One small step for man, one giant leap for advertising.
In October of 2015, Japanese company Otsuka will send a titanium can of their beverage Pocari Sweat to the moon. There’s a little more to it than simply dumping a can on the lunar surface, though. Perhaps to temper the bad taste this campaign may leave in many mouths, the company is creating a time capsule that looks like one of their cans. This canister contains messages from kids all over Asia, engraved onto small metal disks that fit inside the container. According to Otsuka, the package “contains the children’s dreams.” Their tiny, tiny dreams. They’re even calling it the Dream Capsule. Oh, and of course there’s also a powdered form of Pocari Sweat.
The company is currently producing a prototype, which will likley lead to a couple more versions before they land on the perfect design for the final flight model. The engineering and design of the capsule will take some doing. Not only are they going into space, they plan to wait 30 years before opening it, so they have to be sure that the top is moon creature-proof.
I’ll give you three guesses as to who is going to transport this capsule to the moon. Yep, SpaceX. Who else would get in on a deal like this? They’re the first private company to have a moon landing in the works, and they’ve got the Falcon 9 rocket, which continues to prove its mettle by making successful cargo runs to the ISS.
The Dream Capsule mission will be the first trip to the moon for Falcon 9, and it will take just over four days to arrive. Then, the Griffin Lander, manufactured by Astrobotic Technology, will deliver the payload. If all of this happens according to plan, Astrobotic will likely nab the $20 million Google Lunar X Prize for the first private device to land on the moon, travel 500 meters on the surface, and send pictures back to Earth.

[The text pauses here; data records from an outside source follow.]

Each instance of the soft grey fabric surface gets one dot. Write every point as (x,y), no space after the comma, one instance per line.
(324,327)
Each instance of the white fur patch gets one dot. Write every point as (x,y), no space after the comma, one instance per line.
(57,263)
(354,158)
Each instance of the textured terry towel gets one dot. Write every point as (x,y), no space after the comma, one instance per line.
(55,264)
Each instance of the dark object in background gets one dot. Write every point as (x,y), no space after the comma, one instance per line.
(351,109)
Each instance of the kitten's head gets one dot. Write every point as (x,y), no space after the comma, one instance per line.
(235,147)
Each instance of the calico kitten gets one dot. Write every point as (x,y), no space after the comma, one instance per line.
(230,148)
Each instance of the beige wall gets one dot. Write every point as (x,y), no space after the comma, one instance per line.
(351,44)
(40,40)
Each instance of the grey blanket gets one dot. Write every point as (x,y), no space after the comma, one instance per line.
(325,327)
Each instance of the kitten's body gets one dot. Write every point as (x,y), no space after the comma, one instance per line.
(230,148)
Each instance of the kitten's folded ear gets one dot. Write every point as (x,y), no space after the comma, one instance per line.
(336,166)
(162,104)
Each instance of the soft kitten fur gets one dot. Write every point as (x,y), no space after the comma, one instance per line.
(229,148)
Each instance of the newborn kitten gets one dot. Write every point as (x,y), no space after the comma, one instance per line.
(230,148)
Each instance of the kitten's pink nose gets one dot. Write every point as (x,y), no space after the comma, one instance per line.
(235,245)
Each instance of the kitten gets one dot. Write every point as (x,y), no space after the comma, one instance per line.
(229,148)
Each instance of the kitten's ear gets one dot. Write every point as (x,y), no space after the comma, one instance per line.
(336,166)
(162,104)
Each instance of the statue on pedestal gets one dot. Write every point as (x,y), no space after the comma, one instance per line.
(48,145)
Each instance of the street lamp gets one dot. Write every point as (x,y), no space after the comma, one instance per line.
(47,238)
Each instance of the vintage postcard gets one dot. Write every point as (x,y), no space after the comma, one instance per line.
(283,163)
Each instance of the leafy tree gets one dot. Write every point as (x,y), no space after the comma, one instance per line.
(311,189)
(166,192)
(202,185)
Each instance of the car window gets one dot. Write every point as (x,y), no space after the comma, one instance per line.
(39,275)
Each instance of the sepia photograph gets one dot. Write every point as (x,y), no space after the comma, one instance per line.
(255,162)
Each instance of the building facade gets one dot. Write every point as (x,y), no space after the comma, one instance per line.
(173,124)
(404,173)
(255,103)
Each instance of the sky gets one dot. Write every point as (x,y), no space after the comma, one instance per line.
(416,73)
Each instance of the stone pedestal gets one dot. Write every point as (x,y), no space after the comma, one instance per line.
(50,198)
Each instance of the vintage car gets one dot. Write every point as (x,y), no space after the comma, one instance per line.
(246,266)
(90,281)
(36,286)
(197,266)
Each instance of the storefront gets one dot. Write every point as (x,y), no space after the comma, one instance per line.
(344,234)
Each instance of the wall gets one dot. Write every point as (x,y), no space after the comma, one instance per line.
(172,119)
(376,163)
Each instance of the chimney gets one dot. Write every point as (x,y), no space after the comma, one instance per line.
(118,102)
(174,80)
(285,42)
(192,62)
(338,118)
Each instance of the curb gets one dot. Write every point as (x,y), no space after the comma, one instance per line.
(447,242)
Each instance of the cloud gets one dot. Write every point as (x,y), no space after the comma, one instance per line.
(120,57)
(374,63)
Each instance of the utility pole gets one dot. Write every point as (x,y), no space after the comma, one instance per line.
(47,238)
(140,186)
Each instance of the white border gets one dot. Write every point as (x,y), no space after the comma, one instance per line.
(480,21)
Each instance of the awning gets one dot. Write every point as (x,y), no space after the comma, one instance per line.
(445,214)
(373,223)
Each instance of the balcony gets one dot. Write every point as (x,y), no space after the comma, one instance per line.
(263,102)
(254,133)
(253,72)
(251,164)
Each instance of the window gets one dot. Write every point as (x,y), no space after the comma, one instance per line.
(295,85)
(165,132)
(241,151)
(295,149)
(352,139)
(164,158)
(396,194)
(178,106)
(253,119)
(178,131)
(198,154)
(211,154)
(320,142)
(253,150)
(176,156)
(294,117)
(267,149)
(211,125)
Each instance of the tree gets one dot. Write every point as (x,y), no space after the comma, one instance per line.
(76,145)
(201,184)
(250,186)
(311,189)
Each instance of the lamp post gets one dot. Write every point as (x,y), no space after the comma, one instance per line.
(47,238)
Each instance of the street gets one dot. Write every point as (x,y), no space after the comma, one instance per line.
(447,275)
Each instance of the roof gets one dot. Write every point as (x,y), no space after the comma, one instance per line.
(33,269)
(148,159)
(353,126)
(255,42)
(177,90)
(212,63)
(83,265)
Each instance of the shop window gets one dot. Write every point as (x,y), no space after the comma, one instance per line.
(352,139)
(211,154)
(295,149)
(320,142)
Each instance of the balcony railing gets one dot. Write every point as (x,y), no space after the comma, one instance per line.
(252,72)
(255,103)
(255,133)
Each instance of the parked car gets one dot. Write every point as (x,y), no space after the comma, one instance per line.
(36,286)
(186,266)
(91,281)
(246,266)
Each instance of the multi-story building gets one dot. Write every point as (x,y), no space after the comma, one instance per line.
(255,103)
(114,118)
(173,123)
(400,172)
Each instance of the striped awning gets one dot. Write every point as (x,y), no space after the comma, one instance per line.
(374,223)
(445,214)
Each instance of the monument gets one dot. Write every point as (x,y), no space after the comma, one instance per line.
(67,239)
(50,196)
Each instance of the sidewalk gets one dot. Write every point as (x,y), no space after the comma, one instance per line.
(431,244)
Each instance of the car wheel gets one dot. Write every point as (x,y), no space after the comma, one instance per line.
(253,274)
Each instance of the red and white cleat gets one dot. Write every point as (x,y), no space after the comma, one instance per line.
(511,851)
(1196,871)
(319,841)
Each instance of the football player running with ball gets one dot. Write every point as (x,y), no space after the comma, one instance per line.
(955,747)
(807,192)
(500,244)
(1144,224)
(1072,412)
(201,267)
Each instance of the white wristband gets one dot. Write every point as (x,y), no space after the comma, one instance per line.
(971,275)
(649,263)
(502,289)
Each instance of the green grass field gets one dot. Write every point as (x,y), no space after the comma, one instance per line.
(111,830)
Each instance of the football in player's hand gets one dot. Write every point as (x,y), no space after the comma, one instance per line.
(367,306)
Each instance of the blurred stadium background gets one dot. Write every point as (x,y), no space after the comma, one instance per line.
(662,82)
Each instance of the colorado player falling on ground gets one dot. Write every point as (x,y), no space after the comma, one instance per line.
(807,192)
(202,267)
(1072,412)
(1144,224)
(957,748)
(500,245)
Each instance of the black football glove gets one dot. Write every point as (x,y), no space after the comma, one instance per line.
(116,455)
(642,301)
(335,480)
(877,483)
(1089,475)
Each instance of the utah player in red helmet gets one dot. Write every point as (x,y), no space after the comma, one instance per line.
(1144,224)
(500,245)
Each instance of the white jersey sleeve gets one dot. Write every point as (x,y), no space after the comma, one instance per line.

Otsuka says that despite Tang’s popularity with NASA, there’s no confirmation that it was ever consumed on the moon’s surface, which would make Pocari Sweat the first commercial beverage to earn that distinction. If this stunt is successful, it will almost certainly usher in an era of space advertising. Companies will blast their products into space for various projects to gain exposure for their brands. Maybe space shuttles and stations will start bearing company emblems, or perhaps be renamed after major corporations, like sports arenas. One thing that’s for certain, regardless of where in the cosmos it goes, I will never drink something called Pocari Sweat.